More ‘Junk News’ Than Ever, Study Finds
The spread of “junk news” on Twitter and Facebook has grown significantly since the 2016 U.S. election, the Financial Times reports, despite the companies’ efforts to control disinformation that could influence next week’s midterms.
A new report from the Oxford Internet Institute found that the proportion of “junk news” about politics — what the researchers call deceptive, extremist and conspiratorial content — has increased by five percent since Donald Trump was elected president.
At least 25 percent of all links shared on Twitter now lead to sites the researchers identified as junk, up from 20 per cent two years ago — though researchers did not measure how many people these posts had reached.

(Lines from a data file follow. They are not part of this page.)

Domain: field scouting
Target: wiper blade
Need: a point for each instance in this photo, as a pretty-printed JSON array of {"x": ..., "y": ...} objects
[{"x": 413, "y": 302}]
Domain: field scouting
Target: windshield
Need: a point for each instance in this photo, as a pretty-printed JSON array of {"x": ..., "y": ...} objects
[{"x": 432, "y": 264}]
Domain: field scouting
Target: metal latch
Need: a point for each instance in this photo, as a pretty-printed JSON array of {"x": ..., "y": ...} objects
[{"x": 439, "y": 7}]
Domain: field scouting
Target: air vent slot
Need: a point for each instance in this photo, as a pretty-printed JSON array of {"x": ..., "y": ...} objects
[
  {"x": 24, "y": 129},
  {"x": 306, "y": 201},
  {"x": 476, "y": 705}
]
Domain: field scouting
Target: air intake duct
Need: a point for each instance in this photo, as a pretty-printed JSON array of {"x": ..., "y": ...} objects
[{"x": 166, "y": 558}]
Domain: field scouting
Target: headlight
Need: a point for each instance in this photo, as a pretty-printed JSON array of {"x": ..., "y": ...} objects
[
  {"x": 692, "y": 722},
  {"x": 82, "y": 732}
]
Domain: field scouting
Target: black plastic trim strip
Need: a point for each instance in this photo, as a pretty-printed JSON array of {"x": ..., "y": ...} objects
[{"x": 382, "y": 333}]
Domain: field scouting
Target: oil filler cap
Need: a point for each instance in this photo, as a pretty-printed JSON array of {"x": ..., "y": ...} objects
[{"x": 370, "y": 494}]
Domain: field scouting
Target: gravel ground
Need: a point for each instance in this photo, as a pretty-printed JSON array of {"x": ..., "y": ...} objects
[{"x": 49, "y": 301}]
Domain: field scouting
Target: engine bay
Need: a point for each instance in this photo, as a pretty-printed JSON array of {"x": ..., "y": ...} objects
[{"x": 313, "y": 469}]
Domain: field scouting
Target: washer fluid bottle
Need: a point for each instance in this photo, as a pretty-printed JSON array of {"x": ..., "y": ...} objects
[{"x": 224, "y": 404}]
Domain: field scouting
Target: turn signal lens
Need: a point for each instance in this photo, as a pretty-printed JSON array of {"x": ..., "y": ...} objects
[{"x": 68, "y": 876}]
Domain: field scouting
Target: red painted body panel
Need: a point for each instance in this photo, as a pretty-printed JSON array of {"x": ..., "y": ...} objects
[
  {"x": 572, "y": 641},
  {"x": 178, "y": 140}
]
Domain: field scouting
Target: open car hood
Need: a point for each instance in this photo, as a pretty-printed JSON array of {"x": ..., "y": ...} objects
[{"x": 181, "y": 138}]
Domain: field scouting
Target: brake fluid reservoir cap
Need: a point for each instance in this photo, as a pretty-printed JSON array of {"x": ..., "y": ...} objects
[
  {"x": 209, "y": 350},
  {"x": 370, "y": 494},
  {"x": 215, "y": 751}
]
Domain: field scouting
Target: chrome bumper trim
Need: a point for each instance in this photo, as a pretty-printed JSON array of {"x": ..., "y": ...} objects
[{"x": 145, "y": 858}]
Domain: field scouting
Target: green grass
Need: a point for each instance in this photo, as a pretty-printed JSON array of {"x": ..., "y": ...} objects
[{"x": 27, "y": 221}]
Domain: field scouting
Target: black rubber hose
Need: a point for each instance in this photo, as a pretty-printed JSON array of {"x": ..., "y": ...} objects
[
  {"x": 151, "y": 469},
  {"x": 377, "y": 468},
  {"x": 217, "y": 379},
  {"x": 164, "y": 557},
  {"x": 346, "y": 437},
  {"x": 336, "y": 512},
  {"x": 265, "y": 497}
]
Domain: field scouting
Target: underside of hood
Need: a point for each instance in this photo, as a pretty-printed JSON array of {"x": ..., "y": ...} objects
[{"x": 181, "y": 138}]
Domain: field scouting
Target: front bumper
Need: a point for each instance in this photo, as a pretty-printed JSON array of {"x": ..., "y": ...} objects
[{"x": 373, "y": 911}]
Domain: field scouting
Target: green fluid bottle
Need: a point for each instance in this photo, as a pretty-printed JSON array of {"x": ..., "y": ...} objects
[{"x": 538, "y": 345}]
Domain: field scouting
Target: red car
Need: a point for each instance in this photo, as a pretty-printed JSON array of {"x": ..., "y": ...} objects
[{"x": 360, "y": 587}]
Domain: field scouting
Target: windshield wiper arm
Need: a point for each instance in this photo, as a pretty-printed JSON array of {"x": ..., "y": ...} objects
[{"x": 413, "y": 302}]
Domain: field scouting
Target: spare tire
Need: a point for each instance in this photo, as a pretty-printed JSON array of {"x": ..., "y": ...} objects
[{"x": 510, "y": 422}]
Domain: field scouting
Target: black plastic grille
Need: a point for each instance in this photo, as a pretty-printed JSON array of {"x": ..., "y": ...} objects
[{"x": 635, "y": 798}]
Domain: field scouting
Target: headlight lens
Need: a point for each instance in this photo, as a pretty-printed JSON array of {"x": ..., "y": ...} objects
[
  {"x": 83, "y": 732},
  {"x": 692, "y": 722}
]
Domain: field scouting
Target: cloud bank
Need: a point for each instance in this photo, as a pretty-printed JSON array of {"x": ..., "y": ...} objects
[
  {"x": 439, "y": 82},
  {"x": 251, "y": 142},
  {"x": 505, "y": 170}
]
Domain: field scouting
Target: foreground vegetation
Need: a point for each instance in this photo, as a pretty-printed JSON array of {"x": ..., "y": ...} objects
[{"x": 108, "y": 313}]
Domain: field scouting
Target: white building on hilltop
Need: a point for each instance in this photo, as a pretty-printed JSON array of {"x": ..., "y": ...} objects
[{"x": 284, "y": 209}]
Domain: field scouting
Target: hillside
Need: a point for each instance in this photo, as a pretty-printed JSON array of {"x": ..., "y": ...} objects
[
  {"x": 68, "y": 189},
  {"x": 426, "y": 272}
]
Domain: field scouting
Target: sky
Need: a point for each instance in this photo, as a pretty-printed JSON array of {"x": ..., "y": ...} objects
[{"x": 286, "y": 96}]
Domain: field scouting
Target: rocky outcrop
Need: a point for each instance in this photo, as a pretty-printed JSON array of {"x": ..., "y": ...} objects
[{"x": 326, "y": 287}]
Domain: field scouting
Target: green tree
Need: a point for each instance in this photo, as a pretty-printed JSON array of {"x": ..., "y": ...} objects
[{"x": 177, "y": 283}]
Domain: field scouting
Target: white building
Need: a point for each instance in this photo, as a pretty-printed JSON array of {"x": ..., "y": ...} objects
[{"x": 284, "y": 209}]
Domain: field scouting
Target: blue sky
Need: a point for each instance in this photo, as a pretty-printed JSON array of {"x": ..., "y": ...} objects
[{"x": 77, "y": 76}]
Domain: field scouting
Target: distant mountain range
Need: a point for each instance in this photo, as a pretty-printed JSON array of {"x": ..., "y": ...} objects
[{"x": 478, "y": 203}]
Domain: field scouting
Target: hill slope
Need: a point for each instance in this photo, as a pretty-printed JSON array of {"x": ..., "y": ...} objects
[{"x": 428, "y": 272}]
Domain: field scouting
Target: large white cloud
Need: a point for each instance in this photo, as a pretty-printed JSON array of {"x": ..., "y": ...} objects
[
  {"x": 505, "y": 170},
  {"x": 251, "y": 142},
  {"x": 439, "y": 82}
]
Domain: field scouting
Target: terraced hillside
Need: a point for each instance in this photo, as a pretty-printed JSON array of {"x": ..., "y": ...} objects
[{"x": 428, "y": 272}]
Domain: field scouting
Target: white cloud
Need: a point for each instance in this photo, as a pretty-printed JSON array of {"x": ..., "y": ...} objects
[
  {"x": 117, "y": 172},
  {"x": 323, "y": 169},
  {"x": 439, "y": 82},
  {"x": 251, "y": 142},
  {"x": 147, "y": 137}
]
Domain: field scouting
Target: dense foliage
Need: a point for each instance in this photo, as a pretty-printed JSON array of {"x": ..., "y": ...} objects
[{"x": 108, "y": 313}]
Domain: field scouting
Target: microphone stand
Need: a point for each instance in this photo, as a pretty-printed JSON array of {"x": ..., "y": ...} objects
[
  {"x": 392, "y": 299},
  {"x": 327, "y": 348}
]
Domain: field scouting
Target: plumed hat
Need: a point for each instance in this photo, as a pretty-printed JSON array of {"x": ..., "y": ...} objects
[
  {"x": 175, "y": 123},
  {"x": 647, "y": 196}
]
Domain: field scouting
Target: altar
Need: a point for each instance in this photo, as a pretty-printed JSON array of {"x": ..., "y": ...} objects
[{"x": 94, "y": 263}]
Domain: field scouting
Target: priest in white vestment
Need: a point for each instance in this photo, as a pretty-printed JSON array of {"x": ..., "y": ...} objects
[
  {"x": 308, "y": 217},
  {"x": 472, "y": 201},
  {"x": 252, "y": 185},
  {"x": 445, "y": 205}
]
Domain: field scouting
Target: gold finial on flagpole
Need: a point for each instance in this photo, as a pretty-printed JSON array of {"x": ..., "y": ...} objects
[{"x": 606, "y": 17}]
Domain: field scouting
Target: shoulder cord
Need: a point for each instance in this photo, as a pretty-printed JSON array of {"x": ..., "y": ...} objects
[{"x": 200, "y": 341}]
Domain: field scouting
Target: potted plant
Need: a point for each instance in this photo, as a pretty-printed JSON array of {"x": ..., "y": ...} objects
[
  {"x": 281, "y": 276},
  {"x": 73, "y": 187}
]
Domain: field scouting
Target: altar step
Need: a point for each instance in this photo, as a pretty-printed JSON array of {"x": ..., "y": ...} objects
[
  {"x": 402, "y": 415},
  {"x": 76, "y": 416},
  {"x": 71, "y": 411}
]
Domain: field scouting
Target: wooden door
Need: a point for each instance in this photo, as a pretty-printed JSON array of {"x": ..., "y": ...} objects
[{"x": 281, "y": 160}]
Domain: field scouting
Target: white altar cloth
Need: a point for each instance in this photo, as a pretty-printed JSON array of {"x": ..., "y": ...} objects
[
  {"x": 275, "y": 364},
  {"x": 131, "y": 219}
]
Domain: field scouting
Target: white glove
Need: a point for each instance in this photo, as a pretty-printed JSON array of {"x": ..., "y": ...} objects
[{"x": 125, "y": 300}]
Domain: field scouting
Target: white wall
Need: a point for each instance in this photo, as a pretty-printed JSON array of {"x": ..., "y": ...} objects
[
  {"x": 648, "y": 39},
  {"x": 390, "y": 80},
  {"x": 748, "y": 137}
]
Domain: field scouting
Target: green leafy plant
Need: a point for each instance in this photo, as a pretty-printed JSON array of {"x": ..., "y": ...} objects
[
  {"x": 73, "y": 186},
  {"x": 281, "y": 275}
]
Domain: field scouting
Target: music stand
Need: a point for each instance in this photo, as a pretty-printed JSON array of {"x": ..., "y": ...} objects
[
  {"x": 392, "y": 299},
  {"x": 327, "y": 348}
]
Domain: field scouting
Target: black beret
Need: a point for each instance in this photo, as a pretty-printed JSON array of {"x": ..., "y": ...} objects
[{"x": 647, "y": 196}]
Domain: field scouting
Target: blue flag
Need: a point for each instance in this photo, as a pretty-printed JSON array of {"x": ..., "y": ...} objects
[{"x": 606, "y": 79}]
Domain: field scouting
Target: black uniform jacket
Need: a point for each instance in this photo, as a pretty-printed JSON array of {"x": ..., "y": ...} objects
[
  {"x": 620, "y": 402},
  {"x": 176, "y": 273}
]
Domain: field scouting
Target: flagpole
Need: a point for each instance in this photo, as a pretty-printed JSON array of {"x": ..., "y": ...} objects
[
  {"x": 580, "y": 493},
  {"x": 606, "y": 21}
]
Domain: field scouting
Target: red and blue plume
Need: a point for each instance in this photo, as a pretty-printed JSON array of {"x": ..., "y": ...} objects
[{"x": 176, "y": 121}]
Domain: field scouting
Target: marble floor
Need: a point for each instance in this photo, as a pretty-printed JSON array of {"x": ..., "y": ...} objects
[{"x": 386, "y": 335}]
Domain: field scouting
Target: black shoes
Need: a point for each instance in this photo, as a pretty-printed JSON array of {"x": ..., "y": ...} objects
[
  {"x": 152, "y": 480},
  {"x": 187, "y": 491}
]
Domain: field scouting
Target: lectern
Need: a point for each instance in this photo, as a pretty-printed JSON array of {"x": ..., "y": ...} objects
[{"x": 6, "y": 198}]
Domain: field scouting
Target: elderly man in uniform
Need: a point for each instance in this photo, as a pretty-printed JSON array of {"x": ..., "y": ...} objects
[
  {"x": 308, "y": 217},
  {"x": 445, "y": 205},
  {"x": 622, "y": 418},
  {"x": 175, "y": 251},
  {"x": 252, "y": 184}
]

The study said a large number of the Twitter accounts linked to the spread of misinformation during the 2016 US elections were still actively spreading junk news. On Facebook, the audience for junk news had spread beyond supporters of President Trump and the far-right to include mainstream conservative readers, the study found.
There was also now a small but increasing population on the far-left consuming junk news on Facebook, for example, spreading misinformation about Trump administration policies towards the LGBTQ community.
Philip Howard, director of the Oxford Internet Institute, said more of the problematic content appeared to originate from the US, rather than the disinformation campaigns conducted by Russia and other foreign powers. “So much of this junk news is actually homegrown, it is not from the crazy Venezuelan government, it is not coming from Iran, it is from the US: massive networks of junk news, multiple sites, sharing the same kind of content: radical, extremist, sensationalist,” he said.